A question about a faulty disk

blind-confused · December 11, 2024, 9:22pm

this question might seem silly, but I’m a computer newbie, so
I purchased my laptop (and the hdd in it) back in 2018, and I guess that can be enough to wear out an hdd.

the issue is, just 2 weeks after installing Fedora, the system and the apps get noticeably slower, lags now happen a lot more often, sometimes some apps crash. At the same time, first few days after install, everything is very fast, no issues.

someone said it’s probably because, some time after install, I reach my hdd’s faulty sectors, after I told them that my hdd has tons of read and/or write errors (and some other errors too). This was found out through a SMART scan (which somehow still gave it a “Disk is OK” overall assestment). Sending the results of it here.

I know you’d advice me to replace is with a good ssd. I would totally do that, if there was an opportunity right now. Yes, my situation is that difficult. Perhaps someday I can. We’ll see.

so while it hasn’t happened yet, my question is:
is there a way to determine which exact sectors of my disk are faulty, where they are, and then somehow reinstall my system and allocate it while avoiding them? My hdd is around 900 GBs, and my system uses from 20 to 50 GBs at average, so… perhaps it’s somehow possible?

einer · December 11, 2024, 9:37pm

Hi Blind,

Looking at the report from SMART, your HDD is fine … so, let’s see if we can figure out the actual problem

Here are a couple of things to look at:

open a terminal / command line
type “top” at the prompt
How much MiB Mem do you have? (RAM)
How much MiB Swap (total, free,used)
when things seem to be slowing down, hit 1 on the keyboard in the top window
Here is what to look for:
look at the CPU utilization per CPU — are any pegged at 100%?
are there any processes hitting 100% or greater?
in the column with “n.n wa,” what values are you seeing there?

Post the results here and I’ll have a look to see if I can help

barryascott · December 11, 2024, 9:42pm

The drive will attempt to replace bad sectors itself, but only in response to a failure to read data (not sure a write will work).

I am not sure what the best way is to force rhe reallocation.
Maybe try reading the whole disk with dd?
Others may have better suggestions.

einer · December 11, 2024, 9:48pm

Hi Barry,

Most HDD/SDD will relocate data automatically when a sector is marked bad by the on-board disk controller … IF there are any good sectors available … Per the report, the Relocated Sector Count is 0 … so, not likely bad sectors

blind-confused · December 11, 2024, 9:51pm

hmm, I’m surprised, considering that it does show that at least 1 sector is unfixable

just in case I misunderstood the questions, here are the results:
(also, keep in mind, this is results with Firefox playing a video, having this forum open, and the Discord app too)
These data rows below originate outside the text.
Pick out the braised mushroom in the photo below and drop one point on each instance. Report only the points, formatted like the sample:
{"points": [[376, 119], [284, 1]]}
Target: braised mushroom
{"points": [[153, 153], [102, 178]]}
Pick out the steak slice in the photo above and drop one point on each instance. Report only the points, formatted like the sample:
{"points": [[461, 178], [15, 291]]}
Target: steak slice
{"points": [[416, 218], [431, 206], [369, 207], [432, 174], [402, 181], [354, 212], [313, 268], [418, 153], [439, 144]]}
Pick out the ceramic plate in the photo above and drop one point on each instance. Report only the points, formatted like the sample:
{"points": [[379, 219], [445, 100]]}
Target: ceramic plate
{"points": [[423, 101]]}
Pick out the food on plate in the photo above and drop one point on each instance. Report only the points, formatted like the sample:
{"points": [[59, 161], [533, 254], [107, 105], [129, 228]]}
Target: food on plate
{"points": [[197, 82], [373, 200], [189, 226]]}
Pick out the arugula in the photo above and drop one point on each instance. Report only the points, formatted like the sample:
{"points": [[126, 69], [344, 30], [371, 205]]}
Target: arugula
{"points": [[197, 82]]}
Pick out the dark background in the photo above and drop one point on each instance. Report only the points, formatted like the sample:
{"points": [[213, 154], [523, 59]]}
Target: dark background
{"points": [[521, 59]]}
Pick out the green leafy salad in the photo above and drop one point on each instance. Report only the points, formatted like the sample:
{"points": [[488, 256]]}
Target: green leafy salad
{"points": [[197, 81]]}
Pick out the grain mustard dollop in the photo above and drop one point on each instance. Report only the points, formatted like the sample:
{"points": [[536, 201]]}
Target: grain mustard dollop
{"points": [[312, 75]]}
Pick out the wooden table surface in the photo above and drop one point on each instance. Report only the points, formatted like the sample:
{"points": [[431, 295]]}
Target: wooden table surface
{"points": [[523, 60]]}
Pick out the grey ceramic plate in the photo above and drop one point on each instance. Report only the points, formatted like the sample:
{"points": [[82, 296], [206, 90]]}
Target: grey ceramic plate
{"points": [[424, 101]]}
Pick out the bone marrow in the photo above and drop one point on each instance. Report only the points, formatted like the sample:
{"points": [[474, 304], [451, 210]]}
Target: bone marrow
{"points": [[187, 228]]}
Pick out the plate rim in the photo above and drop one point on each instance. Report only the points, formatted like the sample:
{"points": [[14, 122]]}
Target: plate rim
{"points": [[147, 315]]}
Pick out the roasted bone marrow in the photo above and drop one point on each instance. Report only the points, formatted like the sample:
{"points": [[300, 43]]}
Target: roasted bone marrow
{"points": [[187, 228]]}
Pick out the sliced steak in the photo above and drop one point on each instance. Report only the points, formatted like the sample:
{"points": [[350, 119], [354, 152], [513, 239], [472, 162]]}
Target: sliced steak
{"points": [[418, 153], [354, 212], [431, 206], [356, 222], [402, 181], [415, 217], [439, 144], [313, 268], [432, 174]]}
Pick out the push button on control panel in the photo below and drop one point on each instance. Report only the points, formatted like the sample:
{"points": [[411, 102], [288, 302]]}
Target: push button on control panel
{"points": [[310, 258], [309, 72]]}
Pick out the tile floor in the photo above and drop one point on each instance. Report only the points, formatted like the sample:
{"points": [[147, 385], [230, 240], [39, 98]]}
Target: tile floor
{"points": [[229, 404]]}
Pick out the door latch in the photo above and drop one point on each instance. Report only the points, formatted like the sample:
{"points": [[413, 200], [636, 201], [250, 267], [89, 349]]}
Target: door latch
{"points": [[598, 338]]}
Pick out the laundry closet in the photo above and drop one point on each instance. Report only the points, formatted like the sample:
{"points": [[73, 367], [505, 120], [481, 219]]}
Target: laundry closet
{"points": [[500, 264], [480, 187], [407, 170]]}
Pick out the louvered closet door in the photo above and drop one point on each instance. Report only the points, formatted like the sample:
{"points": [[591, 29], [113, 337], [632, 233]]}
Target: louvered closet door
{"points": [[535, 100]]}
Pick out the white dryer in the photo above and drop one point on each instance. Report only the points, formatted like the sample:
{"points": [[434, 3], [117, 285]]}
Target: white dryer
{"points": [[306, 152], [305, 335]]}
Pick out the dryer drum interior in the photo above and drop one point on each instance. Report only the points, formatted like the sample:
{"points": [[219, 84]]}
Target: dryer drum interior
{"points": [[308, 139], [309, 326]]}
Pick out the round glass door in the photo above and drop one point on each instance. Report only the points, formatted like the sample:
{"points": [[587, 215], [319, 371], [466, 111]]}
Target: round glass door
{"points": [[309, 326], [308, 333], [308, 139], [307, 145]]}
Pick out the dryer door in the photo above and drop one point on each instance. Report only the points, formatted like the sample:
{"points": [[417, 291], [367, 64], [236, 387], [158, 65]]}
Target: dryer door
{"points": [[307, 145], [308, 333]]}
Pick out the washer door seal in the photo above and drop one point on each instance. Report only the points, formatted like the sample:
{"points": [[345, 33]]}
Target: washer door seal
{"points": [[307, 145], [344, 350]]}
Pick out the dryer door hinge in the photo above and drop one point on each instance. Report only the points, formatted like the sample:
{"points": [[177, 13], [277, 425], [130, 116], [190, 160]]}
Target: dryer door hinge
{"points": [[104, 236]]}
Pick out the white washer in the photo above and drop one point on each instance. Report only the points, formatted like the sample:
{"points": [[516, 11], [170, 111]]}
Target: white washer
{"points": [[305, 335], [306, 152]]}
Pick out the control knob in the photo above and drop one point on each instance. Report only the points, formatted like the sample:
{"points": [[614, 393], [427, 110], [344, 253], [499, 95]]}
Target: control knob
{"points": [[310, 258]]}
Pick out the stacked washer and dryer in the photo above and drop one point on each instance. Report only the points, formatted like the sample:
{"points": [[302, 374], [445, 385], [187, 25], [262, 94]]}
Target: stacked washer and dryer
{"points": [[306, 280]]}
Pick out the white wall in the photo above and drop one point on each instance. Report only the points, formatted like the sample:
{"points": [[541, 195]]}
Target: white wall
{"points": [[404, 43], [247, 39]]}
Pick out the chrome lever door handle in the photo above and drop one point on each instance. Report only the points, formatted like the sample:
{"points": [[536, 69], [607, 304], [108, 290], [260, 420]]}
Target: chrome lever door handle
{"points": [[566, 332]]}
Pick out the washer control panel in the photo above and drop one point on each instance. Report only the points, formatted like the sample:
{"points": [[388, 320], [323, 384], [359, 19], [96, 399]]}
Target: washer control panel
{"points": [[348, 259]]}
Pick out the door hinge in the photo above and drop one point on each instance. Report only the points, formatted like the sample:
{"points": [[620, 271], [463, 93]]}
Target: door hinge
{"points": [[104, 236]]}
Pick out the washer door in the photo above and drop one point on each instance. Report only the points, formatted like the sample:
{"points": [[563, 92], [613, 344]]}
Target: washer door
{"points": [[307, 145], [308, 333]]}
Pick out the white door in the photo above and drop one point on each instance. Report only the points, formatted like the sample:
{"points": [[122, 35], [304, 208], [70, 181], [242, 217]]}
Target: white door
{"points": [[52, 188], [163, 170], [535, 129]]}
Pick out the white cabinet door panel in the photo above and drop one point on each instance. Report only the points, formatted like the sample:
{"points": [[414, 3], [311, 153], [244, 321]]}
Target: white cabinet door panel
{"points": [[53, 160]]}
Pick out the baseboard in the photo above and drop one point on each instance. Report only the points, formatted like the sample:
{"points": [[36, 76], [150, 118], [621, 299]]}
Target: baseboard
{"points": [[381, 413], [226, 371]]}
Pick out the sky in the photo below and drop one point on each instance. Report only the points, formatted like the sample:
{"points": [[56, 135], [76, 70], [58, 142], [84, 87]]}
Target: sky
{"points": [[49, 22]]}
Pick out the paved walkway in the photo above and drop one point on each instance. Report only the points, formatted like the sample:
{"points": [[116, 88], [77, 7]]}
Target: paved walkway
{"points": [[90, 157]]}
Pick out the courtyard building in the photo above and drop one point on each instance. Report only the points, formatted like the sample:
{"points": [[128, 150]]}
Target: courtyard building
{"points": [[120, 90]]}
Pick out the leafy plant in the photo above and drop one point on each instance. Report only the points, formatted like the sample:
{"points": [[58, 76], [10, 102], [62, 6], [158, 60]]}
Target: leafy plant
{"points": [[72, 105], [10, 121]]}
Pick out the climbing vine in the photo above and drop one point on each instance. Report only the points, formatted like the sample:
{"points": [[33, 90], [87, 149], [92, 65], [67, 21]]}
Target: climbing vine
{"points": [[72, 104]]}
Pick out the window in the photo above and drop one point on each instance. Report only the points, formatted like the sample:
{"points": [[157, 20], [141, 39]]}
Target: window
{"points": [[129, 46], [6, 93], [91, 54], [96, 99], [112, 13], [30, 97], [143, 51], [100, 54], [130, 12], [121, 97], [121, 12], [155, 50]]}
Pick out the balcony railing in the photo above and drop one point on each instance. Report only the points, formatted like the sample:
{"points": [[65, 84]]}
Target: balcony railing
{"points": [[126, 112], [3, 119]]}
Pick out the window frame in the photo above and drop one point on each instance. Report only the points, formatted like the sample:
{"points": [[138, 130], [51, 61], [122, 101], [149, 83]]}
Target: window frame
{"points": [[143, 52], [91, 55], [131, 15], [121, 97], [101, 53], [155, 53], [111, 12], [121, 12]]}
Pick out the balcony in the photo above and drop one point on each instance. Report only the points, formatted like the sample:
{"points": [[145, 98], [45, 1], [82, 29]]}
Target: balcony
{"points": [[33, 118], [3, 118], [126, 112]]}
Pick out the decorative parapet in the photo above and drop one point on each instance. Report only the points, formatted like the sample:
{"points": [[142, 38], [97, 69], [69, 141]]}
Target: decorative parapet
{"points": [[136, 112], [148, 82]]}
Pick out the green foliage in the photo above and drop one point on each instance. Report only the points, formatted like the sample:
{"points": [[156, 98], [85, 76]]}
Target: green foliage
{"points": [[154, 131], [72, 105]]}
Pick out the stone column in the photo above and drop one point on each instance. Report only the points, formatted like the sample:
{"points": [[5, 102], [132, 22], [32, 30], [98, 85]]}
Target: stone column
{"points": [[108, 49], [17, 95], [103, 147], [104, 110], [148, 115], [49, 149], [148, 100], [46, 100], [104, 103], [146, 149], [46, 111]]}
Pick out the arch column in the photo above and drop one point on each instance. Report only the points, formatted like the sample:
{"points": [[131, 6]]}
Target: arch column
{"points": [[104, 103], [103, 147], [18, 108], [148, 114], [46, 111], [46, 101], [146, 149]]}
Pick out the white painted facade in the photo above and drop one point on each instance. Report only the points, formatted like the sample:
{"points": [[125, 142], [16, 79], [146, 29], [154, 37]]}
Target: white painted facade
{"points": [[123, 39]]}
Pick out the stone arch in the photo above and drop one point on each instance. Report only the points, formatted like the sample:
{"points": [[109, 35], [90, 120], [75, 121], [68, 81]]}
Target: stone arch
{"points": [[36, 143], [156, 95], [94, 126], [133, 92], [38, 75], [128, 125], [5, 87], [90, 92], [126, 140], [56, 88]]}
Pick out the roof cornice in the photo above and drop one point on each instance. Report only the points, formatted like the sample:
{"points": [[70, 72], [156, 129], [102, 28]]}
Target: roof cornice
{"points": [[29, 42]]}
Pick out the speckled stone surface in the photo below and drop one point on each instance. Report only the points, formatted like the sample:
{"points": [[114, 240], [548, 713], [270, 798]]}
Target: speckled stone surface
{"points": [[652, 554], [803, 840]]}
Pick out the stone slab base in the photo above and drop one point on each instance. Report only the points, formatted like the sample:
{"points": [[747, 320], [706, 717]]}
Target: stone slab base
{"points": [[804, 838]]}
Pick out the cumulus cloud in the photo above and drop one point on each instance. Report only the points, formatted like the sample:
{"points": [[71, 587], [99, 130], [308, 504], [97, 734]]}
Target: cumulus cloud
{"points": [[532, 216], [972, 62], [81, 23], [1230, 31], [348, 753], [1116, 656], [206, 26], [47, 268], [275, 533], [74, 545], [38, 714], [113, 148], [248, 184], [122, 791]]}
top - 23:44:08 up  4:18,  2 users,  load average: 3,58, 3,25, 3,16
Tasks: 329 total,   1 running, 327 sleeping,   0 stopped,   1 zombie
%Cpu(s): 15,2 us,  4,9 sy,  0,0 ni, 77,5 id,  0,0 wa,  1,8 hi,  0,6 si,  0,0 st 
MiB Mem :   6877,2 total,    570,7 free,   4148,8 used,   2449,0 buff/cache     
MiB Swap:   6877,0 total,   6013,0 free,    864,0 used.   2728,4 avail Mem

hit 1 in the top window?.. I’m sorry, I don’t quite get that
also, now that you say “when things seeem to be slowing down.”
it does (obviously) happen when opening a lot of tabs. But there were also several times when the system was very slow right after launch. I would only open the terminal, and even that would take minutes to launch. Also, every first-launch-per-session of Firefox is really slow, the app becomes unresponsive a lot, until a few minutes later.

is that visible from the result I sent, or…?

not any that I could see, no

… to be honest with you, I can’t find that column anywhere lol

you mean, to just run dd (this exact command, with nothing added to it)?

blind-confused · December 11, 2024, 9:55pm

oh right, I forgot about another issue that I suppose I should mention.
I use ethernet, and sometimes, when opening a lot of tabs at the same time (usually with at least one video playing), my internet connection stops loading anything, and it’s tray icon goes “?”. My connections go up to 5000 or 10000 (I know this through an app that shows active connections). It is fixed easily by closing Firefox and waiting a minute. Then everything loads again, the tray icon looks normal, and I can reopen Firefox. This happens at least once or twice a day.
I don’t experience any of this on any other devices connected to the same network.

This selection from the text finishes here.